What was the operational value of the checkpost?You’d write people down, take down their information. Just take their information, and then there’s a huge database of these people. Some of the checkposts were just that - going and collecting people’s information.
Would you have to make a quota?That too, yes. I think the instructions were to do a checkpost during every patrol. It took us time to get it too. It was a few dozen cars - thirty, forty maybe, that you had to do, and, it was practically on autopilot, [like,] here we go, it’s just more hard work we've been given. You just understand you have to do it. Obviously, I didn’t present it [checkpost missions] to my soldiers like that, and I obviously explained to them, but, to be honest, it's pretty stupid...

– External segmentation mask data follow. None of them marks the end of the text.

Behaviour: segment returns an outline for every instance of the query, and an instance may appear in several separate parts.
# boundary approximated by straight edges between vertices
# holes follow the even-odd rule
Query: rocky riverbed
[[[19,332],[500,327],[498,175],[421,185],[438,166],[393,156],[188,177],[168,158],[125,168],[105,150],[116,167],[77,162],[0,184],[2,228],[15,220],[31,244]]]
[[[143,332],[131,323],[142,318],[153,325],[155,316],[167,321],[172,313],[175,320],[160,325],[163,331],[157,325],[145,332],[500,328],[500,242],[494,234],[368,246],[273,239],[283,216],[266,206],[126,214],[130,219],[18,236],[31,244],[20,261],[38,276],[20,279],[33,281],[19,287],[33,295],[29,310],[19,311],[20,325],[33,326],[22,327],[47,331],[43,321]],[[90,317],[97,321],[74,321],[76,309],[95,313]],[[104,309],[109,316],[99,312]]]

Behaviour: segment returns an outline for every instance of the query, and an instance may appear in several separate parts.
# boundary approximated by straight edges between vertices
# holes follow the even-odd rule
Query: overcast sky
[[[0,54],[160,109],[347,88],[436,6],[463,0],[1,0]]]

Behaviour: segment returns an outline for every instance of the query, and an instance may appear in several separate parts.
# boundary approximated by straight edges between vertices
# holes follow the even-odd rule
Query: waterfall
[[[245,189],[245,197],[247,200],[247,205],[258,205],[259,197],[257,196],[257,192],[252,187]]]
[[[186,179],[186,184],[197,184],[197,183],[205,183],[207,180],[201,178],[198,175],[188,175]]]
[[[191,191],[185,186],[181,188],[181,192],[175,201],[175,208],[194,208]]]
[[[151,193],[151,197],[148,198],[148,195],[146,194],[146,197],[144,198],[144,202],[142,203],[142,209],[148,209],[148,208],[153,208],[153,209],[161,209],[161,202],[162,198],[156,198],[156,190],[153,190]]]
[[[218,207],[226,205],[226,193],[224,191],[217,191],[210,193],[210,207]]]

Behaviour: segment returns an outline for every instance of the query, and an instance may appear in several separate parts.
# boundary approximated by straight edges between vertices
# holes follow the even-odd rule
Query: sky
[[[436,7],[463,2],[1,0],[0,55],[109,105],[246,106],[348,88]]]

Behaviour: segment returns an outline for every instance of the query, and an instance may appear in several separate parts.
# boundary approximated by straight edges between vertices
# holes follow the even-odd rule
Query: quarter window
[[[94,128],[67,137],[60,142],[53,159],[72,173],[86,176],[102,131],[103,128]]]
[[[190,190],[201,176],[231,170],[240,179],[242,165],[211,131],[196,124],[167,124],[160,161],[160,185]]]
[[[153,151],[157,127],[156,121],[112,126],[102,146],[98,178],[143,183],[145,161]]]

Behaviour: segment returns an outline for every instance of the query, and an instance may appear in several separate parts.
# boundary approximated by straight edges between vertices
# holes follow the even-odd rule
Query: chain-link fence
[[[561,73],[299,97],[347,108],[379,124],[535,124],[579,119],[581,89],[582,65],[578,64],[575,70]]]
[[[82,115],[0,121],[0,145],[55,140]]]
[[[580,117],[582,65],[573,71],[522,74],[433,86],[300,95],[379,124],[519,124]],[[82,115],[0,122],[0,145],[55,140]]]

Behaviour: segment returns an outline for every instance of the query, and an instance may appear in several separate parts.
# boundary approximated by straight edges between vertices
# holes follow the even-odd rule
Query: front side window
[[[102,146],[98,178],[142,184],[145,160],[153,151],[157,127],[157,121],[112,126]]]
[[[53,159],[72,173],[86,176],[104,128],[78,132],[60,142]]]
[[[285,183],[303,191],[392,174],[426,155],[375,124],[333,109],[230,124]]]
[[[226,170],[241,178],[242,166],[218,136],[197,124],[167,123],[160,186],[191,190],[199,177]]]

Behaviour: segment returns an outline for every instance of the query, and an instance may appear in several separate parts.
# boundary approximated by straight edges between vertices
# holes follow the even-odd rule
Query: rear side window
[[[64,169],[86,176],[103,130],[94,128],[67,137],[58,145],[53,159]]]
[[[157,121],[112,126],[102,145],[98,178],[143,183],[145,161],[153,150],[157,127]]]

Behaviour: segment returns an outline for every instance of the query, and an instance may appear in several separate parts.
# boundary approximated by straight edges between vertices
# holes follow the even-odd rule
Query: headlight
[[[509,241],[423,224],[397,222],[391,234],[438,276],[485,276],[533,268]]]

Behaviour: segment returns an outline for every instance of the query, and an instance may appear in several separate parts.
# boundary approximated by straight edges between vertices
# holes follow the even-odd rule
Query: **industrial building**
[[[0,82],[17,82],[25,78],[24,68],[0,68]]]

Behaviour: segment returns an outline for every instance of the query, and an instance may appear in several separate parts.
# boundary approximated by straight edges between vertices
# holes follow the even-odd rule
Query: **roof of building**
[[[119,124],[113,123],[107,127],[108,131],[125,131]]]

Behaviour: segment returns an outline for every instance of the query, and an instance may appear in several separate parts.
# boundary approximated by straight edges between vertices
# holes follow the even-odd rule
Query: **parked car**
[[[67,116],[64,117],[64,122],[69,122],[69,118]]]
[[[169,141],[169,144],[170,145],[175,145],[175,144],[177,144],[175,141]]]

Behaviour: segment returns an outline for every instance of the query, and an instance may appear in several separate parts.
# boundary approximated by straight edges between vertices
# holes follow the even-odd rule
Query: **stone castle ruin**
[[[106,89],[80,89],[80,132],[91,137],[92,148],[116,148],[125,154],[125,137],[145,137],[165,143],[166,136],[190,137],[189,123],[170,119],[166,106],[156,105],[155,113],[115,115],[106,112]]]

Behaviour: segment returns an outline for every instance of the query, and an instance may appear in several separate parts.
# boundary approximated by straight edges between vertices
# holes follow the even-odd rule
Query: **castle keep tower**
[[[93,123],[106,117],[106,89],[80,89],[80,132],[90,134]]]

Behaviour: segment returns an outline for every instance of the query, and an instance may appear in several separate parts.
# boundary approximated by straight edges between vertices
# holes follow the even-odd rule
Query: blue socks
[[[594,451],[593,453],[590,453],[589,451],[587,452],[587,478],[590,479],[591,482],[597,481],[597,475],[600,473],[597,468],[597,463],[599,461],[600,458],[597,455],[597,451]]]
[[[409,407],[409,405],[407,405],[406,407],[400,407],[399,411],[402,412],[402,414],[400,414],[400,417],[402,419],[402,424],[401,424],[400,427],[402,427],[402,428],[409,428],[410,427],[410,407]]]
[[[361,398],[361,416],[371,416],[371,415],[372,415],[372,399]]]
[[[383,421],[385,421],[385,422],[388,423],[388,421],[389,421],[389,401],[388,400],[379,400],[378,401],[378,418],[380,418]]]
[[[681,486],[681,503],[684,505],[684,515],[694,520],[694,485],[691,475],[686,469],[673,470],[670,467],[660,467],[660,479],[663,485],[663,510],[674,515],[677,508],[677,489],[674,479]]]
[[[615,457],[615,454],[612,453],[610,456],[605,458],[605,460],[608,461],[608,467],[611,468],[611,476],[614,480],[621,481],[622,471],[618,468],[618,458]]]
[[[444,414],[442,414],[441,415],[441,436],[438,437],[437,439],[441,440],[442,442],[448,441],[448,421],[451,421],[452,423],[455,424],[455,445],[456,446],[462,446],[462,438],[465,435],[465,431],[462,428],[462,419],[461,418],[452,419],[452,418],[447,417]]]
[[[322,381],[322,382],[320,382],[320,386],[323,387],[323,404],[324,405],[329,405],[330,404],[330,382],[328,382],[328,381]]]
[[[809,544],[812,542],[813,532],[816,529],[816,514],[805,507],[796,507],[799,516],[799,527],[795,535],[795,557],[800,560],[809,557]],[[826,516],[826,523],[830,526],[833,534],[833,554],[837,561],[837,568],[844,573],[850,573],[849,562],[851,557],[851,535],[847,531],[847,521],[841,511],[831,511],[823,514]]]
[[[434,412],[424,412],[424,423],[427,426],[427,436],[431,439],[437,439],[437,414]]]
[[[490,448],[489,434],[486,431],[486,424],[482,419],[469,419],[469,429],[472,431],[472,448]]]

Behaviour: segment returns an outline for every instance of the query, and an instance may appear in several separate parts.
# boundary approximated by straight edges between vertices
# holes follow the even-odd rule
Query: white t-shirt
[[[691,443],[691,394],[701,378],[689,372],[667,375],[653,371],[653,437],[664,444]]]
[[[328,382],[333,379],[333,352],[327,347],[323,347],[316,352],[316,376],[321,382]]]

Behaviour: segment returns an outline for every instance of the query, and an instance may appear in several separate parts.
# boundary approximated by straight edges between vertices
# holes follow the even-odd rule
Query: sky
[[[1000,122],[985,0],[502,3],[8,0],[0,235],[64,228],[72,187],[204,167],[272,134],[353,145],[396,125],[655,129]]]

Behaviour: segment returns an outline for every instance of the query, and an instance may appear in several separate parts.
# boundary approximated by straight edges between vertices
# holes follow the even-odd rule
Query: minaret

Why?Because say they found out there’s a certain vehicle that goes out every Monday between two and four o’clock at a certain exit, and it’s a vehicle that belongs to suspects. The odds that it would really do any good... Like, come on, there are hundreds of thousands of people living there, like what are the odds. I remember we tried to figure out [if there are] any behavior patterns over there, and if there’s any specific vehicle that goes out using this system, all kinds of stuff like that. Say if I were to stand here for two hours now, doing a checkpost and stopping all the vehicles coming in, what are really the odds of figuring out some sort of specific pattern people are using, how they go about their business, etc.? I don’t think so. There’s a lot of talk about visibility, like, that [the Palestinians] will see you on the ground. [That] the military is here on the ground, and we didn’t come here to play games. So we’re here, and like, that’s our way of doing it.